Jon recently linked to what I found to be a fascinating discussion about the approach to healthcare in Canada, the US, and France. Well worth a read - it is here.

Rebecca said...

um, call me dumb-struck: waiting period for insurance?? whaaa?? my god. I knew it was bad, but these little indignities/injustices are just ridiculous. And I assume Jason didn't quit his job before taking this one, right? so they perfectly planned it so that COBRA doesn't cover him. lovely. almost as if it were on purpose...

and of course it's not about the company--although it is, on some level--it's about the insurance industry having a stranglehold on all things involving, well, money. arg.

Kate said...

Yeah, that waiting thing seems pretty common these days. I know my company has one. You're eligible for benefits only after you've worked there 90 days. COBRA's window is something like 60 or 70 days (can't remember which) so yes, there's a really frustrating gap there. We still have a little time (although not much) to see if we can get Jason covered for that two or three weeks. I'm sure that will take a nice dent out of something else we'd like to save for.

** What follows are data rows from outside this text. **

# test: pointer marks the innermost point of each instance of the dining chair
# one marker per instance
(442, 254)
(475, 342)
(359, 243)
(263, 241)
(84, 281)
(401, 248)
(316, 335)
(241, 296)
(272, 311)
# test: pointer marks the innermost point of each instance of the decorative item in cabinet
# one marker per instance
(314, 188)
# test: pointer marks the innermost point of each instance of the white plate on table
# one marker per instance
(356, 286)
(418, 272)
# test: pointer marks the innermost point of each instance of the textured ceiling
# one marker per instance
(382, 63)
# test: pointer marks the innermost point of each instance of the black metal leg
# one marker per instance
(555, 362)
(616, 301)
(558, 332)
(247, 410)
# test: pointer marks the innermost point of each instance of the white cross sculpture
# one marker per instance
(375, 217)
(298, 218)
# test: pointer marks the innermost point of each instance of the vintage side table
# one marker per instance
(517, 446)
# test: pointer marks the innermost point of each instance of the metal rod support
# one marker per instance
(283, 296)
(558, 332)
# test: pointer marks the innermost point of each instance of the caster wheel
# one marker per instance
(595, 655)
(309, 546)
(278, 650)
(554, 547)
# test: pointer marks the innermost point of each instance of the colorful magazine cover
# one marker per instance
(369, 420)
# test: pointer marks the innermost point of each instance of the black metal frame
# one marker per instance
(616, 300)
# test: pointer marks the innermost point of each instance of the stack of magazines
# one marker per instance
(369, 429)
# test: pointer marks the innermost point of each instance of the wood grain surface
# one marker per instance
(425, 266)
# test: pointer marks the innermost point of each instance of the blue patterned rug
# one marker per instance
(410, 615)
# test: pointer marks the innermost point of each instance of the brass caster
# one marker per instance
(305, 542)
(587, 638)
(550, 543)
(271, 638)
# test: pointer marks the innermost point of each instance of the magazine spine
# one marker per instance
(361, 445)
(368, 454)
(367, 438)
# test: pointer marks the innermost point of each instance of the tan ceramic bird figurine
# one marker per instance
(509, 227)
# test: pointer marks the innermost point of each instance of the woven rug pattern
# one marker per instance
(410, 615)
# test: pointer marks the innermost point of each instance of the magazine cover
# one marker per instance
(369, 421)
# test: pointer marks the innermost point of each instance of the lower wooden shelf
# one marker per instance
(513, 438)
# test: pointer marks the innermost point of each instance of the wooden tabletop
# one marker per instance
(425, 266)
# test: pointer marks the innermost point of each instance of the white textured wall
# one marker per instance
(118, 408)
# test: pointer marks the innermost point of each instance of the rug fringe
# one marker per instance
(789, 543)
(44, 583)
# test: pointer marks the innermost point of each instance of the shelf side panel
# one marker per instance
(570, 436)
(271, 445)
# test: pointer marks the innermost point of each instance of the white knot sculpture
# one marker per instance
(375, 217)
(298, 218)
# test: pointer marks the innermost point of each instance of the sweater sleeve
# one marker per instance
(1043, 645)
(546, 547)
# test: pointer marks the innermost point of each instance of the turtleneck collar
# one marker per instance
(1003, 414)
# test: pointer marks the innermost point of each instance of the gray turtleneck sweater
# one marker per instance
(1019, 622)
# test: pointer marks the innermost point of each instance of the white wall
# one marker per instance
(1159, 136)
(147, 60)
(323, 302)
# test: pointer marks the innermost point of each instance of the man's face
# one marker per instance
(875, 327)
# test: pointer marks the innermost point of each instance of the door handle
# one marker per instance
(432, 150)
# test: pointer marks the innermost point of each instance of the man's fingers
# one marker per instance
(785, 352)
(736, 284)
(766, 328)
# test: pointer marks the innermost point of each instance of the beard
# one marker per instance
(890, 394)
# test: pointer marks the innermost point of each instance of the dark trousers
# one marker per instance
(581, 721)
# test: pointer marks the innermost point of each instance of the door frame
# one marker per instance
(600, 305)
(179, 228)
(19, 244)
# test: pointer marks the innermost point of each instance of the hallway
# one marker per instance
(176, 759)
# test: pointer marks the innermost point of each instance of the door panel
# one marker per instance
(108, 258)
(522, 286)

There is something so profoundly different about feeling like your insurance is going to actually prove helpful to you. I've been on a number of different plans now. I've been on the fifteen rounds of phone calls trying to get a doctor's appointment and being barred by my insurance plan. I've been on plans so disorganized that it's little wonder that their overhead is so exhorbitant.

Lately things have gotten much better for me; when we were recently acquired, we adopted our parent company's insurance policy. It is measurably better than our old one. For one thing, our parent company (who, by the way, is not a US company, they're based in Norway) pays for 75% of our insurance costs; we used to have 50% covered which was still better than what most people get. Second, we have a vision and dental plan which, this year alone, have reduced my out of pocket expense for those two services from a combined $1200 to about $250. Factor in that I pay about $12/month for the two plans and that's a hell of a deal.

I pay more now for a PPO because I have no choice (since we're out of state from CA I can't go on an HMO). And thank god for that. The PPO is significantly better in terms of red tape and in terms of coverage.

Still, I am in a very small minority in terms of having so much of my insurance covered by my employer and being in a position where I can afford to pay for the PPO. The fact that the average working person or family in this country cannot afford adequate health insurance makes my blood boil. If we insist on living in a culture of fear, let's not be afraid that our neighbors are going to be reading books on terrorism and getting nasty ideas. Let's be afraid that if we cut our arm and it gets infected we might have to decide between medicine and food for a few months.

I just don't understand why America cannot get this right, not even a little. In one thread over at blurbomat there was a suggestion that we start letting Target and Walmart and Costco fight for our insurance business. Let companies who understand the economics of providing a service and profiting from that and building a viable business do this for a while. I realize that is a gross oversimplification of the problem, but I hardly think letting health care go fully and officially consumer based could make the situation any worse.

Transient Gadfly said...

I read that New Yorker thing and came away with this warm fuzzy feeling because it was an actual debate between two intelligent people who recognized that the other person might conceivably have a valid point of view. Of course, that dialog occurred in 2000. Hmm...what other event could have occurred after 2000 that somehow changed the character of the debate over issues that affect us as a people? If only there were some watershed moment you could point to where the political debate suddenly devolved into an endless stream of propaganda designed to drown out any kind of formulated reason. Oh well.